The following comes from a May 8 San Francisco Chronicle article by Joe Garofoli:

The reason marijuana might actually be legalized for adult recreational use in California this November is because professionals — not stoners — are running the campaign this time.

However, supporters of legalization need to scale the wall surrounding churches in many African American and Latino communities. Getting over that wall will be one of the keys to winning the legalization campaign being steered by a combination of political pros and longtime advocates.

Six years ago, when California NAACP Chairwoman Alice Huffman was one of the few black leaders to support the failed Proposition 19 legalization measure, she couldn’t even get inside African American churches to talk about the issue.

Church leaders told her marijuana was a gateway to harder drugs (not true) and blamed much of the violence in their communities on weed.

“I understand that they’re fearful. They see people die. They see people incarcerated,” Huffman said. “But what they were doing was miseducating a lot of people about cannabis.”

She and others have spent the past few years explaining how African Americans are nearly four times as likely (and Latinos 2.5 times) to to be arrested for drug use and possession.

Slowly, over the past few years, Huffman and others say there has been what they call “a softening” on legalization. With everyone from Black Lives Matter supporters to presidential candidate Sen. Bernie Sanders now talking about mass incarceration and the federal government’s failed war on drugs, more people are willing to at least listen to arguments in favor of legalizing weed.

Now, roughly a dozen pastors statewide are actually supporting the legalization campaign.
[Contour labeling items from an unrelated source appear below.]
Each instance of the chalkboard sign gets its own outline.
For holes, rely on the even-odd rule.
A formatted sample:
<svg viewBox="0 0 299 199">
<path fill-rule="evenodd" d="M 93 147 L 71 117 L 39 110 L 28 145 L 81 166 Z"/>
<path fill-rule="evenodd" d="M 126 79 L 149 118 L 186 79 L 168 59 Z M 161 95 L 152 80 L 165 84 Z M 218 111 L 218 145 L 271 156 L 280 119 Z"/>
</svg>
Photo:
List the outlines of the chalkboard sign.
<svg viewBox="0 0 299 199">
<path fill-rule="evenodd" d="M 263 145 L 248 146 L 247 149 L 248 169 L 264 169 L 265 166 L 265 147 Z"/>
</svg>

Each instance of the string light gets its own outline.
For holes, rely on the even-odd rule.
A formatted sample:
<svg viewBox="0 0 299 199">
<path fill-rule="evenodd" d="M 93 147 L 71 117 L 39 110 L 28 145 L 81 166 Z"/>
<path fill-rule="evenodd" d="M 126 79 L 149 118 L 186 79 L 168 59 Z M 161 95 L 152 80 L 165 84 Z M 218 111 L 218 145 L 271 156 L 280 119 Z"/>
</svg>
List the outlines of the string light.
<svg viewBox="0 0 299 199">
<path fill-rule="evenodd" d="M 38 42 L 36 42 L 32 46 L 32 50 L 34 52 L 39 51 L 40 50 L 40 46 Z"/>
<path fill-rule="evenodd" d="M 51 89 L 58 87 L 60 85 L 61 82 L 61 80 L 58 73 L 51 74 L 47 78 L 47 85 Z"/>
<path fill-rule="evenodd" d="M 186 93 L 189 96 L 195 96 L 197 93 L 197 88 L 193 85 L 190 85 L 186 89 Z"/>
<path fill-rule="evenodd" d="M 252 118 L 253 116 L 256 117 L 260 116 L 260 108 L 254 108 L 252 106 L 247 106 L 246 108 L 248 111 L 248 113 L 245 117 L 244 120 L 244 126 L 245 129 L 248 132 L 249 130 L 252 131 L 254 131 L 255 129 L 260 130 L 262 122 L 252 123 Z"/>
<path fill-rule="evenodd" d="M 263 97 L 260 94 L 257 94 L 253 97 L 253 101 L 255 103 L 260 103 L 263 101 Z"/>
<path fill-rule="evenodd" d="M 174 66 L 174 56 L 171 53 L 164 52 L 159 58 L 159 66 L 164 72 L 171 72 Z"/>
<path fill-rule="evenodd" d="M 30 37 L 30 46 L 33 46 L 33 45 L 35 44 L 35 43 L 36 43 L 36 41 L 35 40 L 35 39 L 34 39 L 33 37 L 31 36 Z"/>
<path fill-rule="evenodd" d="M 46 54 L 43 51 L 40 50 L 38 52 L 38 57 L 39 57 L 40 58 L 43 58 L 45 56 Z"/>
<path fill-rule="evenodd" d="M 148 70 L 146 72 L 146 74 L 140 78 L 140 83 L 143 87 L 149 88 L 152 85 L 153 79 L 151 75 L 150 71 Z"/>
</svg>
Huffman said church leaders still “might not come right and say, ‘Oh, we’re with you, we love you, we’re on board.’ But that’s not what I want. What I want is for them not to miseducate their members, so that they can make their own choice. I just want them to say, ‘We’ll pass this on to our members.’ And that’s been real progress.”

The challenge is harder in Latino religious communities. The Catholic Church, influential in the Latino community, opposed Prop. 19. Some legalization advocates remember seeing priests in East Los Angeles handing out anti-Prop. 19 leaflets six years ago. And it’s more difficult for advocates to tap into their Pentecostal and evangelical churches, which aren’t networked to the degree African American churches are.

Now, there’s hope that the Catholic Church will remain neutral on this year’s Adult Use of Marijuana Act, said Armando Gudino, who organizes in the Latino community for the Drug Policy Alliance. He hears from parents who are comforted seeing that teen marijuana use remained flat in Colorado after that state legalized weed.

“People in the Latino community are realizing that the war on drugs is creating more harm in their community than legalization would,” Gudino said. “You can be caught with a joint — and living here with a green card for 30 years — and be deported.”